Fighting Game and Visual Novel Hybrid Lets You Support Devs With an Innovative “Pay-What-You-Liked” DLC Model

With as specialized as the genre is, it’s rare to see fighting games be crossed over with other video game genres. As such, it’s refreshing to see an indie developer do just that with Honey Rose: Underdog Extraordinaire.

Just released on Steam Honey Rose: Underdog Extraordinaire combines fighting games with a life management visual novel. Players take control of Red, a university student who’s also an amateur masked fighter.  Players need to balance Red’s studies on her last chance to graduate from university, with her dream of fighting in the masked fighting tournament and facing her idol, Big Blue.  It’s an interesting mixing of genres that’s both fresh and somehow not unexpected, considering how many fighting games (BlazBlue, Persona 4 Arena) borrow from the visual novel genre for their story modes.

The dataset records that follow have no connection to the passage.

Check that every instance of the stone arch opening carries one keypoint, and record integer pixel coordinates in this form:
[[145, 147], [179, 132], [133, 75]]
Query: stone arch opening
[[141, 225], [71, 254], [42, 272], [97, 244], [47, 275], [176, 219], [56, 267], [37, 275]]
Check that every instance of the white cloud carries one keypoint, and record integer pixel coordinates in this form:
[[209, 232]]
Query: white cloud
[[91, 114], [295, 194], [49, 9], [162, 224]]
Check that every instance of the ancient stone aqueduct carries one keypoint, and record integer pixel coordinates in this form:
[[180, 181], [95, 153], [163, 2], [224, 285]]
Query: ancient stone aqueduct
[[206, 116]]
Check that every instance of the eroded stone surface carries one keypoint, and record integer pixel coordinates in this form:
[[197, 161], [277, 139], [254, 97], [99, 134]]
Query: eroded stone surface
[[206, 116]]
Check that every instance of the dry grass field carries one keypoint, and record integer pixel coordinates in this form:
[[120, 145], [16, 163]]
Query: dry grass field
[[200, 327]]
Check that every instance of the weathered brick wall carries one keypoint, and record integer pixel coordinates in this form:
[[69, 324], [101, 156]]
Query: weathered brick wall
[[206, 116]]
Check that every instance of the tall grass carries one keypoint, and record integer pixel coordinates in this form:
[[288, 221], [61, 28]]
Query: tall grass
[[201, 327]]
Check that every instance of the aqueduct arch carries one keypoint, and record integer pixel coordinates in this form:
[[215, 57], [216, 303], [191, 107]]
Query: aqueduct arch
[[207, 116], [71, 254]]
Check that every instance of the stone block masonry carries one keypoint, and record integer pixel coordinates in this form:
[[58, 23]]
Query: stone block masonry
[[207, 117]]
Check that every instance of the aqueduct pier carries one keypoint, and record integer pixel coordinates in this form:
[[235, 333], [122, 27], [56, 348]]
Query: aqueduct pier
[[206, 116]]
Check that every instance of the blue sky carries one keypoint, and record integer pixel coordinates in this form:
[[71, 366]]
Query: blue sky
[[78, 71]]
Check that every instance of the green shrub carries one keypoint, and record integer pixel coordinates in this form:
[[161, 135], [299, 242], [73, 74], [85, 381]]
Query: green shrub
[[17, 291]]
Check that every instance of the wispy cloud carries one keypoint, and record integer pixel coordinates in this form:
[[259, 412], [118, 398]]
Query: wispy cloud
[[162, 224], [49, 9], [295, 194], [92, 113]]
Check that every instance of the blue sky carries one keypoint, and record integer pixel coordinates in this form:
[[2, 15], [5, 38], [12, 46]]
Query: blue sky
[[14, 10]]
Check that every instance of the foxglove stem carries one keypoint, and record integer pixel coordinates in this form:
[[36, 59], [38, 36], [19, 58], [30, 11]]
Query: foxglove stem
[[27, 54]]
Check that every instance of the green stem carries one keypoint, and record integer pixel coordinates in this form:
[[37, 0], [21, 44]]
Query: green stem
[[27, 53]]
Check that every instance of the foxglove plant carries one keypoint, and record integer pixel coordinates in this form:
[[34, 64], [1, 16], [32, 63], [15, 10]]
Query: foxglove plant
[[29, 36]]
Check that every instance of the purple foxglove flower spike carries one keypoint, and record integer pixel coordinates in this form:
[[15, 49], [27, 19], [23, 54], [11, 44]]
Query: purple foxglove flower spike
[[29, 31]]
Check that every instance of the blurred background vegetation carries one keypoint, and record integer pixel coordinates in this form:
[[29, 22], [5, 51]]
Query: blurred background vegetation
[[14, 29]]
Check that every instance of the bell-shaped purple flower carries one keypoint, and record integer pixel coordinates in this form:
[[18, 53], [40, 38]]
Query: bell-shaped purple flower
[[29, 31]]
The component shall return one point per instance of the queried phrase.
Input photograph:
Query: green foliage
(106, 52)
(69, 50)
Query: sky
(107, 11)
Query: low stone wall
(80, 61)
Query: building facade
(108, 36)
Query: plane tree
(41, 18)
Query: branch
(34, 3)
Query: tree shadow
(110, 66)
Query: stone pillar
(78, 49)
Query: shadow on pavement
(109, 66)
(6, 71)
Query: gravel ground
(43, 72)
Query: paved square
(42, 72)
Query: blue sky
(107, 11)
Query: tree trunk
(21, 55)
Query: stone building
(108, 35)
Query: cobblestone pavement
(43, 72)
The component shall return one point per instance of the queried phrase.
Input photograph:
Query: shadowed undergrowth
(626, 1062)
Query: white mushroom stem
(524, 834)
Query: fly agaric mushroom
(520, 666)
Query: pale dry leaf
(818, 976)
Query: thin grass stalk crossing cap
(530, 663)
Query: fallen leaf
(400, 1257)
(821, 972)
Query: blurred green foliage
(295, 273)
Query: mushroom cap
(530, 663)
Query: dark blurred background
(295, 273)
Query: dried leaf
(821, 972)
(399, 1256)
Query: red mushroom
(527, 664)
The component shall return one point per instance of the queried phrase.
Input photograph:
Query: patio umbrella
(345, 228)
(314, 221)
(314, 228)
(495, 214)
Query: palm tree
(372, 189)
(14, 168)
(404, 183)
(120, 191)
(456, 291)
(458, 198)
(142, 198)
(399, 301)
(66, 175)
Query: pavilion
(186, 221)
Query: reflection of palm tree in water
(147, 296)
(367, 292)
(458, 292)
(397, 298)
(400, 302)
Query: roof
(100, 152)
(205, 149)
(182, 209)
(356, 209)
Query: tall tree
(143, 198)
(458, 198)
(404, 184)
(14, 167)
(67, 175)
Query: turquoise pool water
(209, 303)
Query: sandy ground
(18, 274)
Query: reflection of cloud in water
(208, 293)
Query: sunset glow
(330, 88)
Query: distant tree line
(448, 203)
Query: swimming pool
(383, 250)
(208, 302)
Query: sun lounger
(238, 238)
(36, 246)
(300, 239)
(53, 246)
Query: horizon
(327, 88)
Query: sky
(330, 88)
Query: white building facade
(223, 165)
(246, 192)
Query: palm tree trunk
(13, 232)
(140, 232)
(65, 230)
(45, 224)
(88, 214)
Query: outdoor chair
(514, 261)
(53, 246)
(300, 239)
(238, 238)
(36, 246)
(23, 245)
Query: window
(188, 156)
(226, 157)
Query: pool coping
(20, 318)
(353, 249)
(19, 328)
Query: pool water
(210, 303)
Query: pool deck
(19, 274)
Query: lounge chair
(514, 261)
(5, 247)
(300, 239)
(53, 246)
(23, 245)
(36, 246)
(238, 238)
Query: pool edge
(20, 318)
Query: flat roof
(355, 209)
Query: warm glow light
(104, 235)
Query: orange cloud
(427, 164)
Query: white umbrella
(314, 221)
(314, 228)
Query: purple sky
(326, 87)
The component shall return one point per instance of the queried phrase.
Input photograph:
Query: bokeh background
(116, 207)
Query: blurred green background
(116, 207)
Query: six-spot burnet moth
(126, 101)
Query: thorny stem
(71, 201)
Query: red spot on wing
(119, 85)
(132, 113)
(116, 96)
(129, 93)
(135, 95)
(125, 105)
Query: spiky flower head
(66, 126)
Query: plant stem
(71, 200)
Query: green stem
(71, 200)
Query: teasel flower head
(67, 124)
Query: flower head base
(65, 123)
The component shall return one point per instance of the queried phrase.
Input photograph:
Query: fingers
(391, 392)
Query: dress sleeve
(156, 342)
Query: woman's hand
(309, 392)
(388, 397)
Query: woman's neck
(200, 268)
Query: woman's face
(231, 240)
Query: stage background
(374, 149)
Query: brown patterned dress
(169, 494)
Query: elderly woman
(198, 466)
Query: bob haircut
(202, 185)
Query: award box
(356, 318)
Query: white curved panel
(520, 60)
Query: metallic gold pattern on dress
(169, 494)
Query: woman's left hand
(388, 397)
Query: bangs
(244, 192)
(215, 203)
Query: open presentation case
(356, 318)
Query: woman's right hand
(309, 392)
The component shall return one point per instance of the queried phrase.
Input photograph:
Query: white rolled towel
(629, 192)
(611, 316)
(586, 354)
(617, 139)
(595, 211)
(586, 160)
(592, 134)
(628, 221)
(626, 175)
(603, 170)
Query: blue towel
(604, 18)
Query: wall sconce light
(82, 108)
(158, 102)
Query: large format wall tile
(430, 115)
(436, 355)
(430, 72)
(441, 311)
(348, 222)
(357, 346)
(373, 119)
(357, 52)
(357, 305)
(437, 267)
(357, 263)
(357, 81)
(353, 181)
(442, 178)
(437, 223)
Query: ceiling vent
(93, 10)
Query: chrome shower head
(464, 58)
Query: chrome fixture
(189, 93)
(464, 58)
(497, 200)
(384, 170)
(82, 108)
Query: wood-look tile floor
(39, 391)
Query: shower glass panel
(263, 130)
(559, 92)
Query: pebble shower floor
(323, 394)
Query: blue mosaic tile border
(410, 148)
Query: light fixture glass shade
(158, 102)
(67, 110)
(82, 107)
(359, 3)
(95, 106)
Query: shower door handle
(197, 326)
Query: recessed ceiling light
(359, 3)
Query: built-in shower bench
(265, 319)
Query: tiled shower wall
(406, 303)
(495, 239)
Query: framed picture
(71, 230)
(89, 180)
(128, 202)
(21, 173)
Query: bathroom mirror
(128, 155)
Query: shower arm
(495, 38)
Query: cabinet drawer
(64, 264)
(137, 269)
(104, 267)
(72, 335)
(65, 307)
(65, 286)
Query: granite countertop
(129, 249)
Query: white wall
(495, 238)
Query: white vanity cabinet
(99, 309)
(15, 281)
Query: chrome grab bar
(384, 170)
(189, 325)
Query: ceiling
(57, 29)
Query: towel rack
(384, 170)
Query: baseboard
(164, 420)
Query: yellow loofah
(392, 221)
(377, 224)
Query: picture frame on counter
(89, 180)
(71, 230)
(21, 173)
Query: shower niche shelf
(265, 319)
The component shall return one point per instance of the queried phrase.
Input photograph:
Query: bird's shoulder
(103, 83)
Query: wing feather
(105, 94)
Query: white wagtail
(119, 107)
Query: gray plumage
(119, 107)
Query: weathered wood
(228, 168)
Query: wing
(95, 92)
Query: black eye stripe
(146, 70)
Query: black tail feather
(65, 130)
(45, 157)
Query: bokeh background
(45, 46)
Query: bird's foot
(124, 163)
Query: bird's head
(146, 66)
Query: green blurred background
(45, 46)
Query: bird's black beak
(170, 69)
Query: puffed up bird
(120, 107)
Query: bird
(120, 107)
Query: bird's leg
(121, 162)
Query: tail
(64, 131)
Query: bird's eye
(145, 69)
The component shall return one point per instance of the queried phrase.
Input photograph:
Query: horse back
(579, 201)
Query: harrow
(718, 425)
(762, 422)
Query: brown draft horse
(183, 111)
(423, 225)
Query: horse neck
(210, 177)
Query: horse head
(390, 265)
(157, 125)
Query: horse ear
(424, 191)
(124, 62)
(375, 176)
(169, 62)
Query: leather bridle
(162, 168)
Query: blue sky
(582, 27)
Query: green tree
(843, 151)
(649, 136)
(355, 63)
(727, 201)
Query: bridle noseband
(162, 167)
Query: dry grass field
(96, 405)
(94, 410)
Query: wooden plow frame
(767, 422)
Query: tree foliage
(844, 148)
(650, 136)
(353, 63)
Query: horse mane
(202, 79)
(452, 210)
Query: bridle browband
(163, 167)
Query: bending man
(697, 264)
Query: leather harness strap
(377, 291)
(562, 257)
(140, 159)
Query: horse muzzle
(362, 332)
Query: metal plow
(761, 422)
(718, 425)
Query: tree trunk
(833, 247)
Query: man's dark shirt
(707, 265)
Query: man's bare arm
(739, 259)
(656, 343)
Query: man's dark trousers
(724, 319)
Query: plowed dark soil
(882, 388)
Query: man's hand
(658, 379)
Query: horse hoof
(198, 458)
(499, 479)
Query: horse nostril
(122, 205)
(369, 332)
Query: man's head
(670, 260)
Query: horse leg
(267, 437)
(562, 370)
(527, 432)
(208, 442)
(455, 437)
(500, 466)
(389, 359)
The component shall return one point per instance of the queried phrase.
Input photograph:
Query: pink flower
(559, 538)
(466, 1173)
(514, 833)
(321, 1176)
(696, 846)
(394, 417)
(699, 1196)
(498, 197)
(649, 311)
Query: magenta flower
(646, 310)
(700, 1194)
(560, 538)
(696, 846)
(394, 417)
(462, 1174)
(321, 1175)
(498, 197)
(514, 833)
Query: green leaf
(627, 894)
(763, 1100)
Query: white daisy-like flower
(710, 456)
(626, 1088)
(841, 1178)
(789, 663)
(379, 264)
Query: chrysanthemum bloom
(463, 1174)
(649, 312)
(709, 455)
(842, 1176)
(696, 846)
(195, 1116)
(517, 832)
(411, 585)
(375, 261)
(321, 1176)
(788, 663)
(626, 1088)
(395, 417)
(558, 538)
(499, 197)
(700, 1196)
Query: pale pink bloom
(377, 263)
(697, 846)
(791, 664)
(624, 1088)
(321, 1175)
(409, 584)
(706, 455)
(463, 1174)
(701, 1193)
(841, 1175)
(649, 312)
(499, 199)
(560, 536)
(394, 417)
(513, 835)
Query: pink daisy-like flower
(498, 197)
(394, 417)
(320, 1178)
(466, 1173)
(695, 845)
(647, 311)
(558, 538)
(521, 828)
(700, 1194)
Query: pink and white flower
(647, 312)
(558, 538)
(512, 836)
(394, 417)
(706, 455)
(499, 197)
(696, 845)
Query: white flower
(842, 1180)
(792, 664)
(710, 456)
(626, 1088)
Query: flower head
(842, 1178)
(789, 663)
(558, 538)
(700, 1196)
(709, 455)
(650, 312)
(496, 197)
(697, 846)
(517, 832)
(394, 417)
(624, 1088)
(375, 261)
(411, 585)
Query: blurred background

However, the hybrid genre isn’t the only innovative thing about Honey Rose: Underdog Extraordinaire.  The game sports an interesting payment model that its developers are calling “Pay-What-You-Liked”. The game itself is free, to support the developers, they’ve put up 8 pieces of “DLC”. Note that we put the term in quotes because, the DLC actually has no content at all. What they are instead are 8 donation tiers that anyone who wants to support the developers can use to do so.

This “Pay-What-You-Liked” model is an interesting use of Steam’s DLC system to implement what’s basically the “Pay-What-You-Want” model seen in places like Humble Bundle.  The fact that it makes the game itself free to download and play however makes it a much more interesting experiment – it allows players to actually try the game out, and then pay for it if they enjoyed it.  If this new model sees some some modicum of success, it may be a way for other indie fighting game developers, to attract people to play their games and experience the genre.